Réunis jusqu'au soir sur la place baptisée "place des otages", les Israéliens ont brandi pancartes, banderoles et drapeaux, et enchaîné les prises de parole.
"Aujourd'hui est un jour particulier, parce que nous devons continuer à vivre notre quotidien, mais en même temps nous ne devons pas oublier et normaliser ce qui se passe réellement depuis 681 jours", confie une habitante, drapeau israélien sur l'épaule.


En marge des manifestations, des arrestations ont eu lieu dans les rues de la ville. La police israélienne avait annoncé se préparer aux manifestations "avec des forces renforcées".
"Des milliers de policiers et de soldats des forces de sécurité frontalières seront déployés dans tout le pays et dans différents endroits tout au long de la journée", avait averti la police dans un communiqué, assurant qu'elle "ne tolérera aucun trouble à l'ordre public".

Une nouvelle offensive à Gaza
Des manifestations ont été organisées régulièrement pendant les 22 mois de guerre déclenchée dans la bande de Gaza par l'attaque sans précédent du Hamas contre Israël le 7 octobre 2023. Mais le rassemblement de ce dimanche apparaît comme l'un des plus massifs à ce jour.
La mobilisation s'est organisée après la décision du gouvernement de Benjamin Netanyahu, il y a un peu plus d'une semaine, de lancer une nouvelle offensive contre le Hamas dans le territoire palestinien, et de s'emparer de la ville de Gaza et des camps voisins.

Ce plan de prise de contrôle des zones les plus peuplées de Gaza, alors que les agences humanitaires et l'ONU mettent en garde contre une famine imminente dans le territoire, a suscité la réprobation internationale.
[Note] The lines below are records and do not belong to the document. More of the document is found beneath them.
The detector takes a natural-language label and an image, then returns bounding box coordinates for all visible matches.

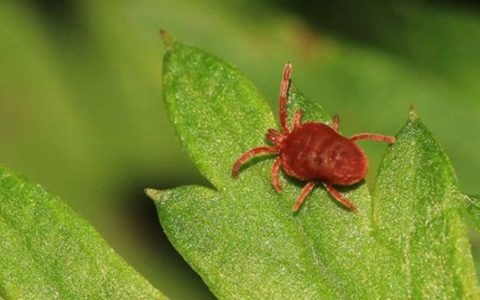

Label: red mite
[231,63,395,212]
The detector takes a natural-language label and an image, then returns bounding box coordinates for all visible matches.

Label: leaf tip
[145,188,163,203]
[159,29,175,49]
[408,105,419,121]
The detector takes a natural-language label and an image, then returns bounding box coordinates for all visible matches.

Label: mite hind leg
[271,158,282,192]
[350,133,395,144]
[323,183,357,212]
[292,181,315,211]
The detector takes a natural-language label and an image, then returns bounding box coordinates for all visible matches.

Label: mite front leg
[292,109,303,129]
[266,129,285,146]
[323,183,357,212]
[232,146,279,177]
[350,133,395,144]
[292,181,315,211]
[279,63,292,134]
[271,158,282,192]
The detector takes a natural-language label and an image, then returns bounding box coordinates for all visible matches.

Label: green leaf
[0,166,166,299]
[372,110,480,298]
[158,39,338,299]
[157,39,399,298]
[153,38,480,299]
[148,186,339,299]
[161,37,275,190]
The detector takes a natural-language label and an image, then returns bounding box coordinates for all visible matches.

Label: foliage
[1,1,480,298]
[0,166,165,299]
[148,38,480,298]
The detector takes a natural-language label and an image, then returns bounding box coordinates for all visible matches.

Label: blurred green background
[1,0,480,299]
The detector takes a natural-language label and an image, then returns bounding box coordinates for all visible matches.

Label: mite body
[232,63,395,212]
[280,122,367,185]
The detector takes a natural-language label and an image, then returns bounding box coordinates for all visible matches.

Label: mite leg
[350,133,395,144]
[271,158,282,192]
[232,146,278,177]
[292,181,315,211]
[266,128,285,146]
[279,63,292,134]
[323,183,357,212]
[292,109,303,129]
[331,114,340,131]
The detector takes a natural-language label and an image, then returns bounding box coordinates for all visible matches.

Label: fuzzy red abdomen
[280,122,368,185]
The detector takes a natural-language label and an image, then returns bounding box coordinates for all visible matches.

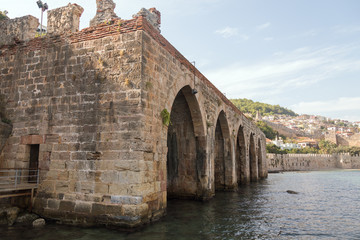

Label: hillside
[230,98,297,117]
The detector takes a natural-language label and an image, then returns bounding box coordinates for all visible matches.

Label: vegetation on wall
[230,98,297,117]
[161,109,171,126]
[0,10,9,21]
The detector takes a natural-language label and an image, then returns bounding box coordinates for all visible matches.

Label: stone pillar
[0,15,39,46]
[90,0,118,27]
[47,3,84,35]
[133,8,161,32]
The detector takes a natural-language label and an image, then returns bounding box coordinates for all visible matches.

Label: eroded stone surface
[47,3,84,35]
[133,8,161,32]
[0,15,39,45]
[90,0,118,27]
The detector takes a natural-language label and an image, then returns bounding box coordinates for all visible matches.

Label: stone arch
[257,138,264,179]
[166,85,206,199]
[214,110,232,190]
[249,133,258,182]
[236,125,248,184]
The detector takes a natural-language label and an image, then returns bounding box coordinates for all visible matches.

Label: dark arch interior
[249,134,257,182]
[236,126,247,184]
[214,111,232,190]
[214,117,225,190]
[167,89,199,199]
[257,138,263,179]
En Israël même, elle a encore accru le sentiment d'urgence pour ceux qui exigent la fin de la guerre en échange d'un accord négocié pour libérer tous les otages.
500.000 participants selon les organisateurs
Au total, 500.000 personnes se sont rassemblées dans les rues de Tel-Aviv, selon le décompte des organisateurs. Au-delà du sort des 49 otages toujours retenus à Gaza - dont 27 déclarés morts par l'armée israélienne - d'autres inquiétudes remontent. "Le pays tout entier se déchire, notre image dans le monde a complètement changé, elle est pire que jamais, et ça suffit", s'émeut Nick, un travailleur de la tech de 31 ans, auprès de l'AFP.
Certains s'inquiètent encore du sort de leurs propres enfants enrôlés dans l'armée israélienne, et redoutent qu'ils soient bientôt rappelés pour combattre. "Nous espérons et prions pour que notre gouvernement nous entende et nous écoute", déclare Ella Kaufman qui se dit "inquiète", ses deux fils servant comme officiers.
"Comme Israéliens, nous faisons tout pour servir et nous sacrifier pour notre pays, tant que le gouvernement est au service des citoyens. Ces derniers mois, nous avons perdu ce lien et cette confiance dans notre gouvernement qui semble surtout suivre ses propres motivations politiques", estime-t-elle.
Au milieu de cette foule, d'autres habitants de Tel-Aviv soutiennent toutefois le gouvernement en des temps aussi sensibles. "Pourquoi les gens manifestent-ils? Personne ne sait où sont les otages. Donc ne manifestez pas contre Netanyahu. Mais pour soutenir les otages", interpelle Patrick Menache, un investisseur immobilier de 69 ans.
"Tout le monde est fatigué, les otages sont fatigués, les familles sont fatiguées, les Palestiniens sont fatigués (...) Cela doit se terminer. Mais la fin de cette guerre est d'abord entre les mains du Hamas", affirme-t-il à l'AFP avant de conclure "Netanyahu doit terminer la guerre", "et ensuite il devra partir, ça c'est certain".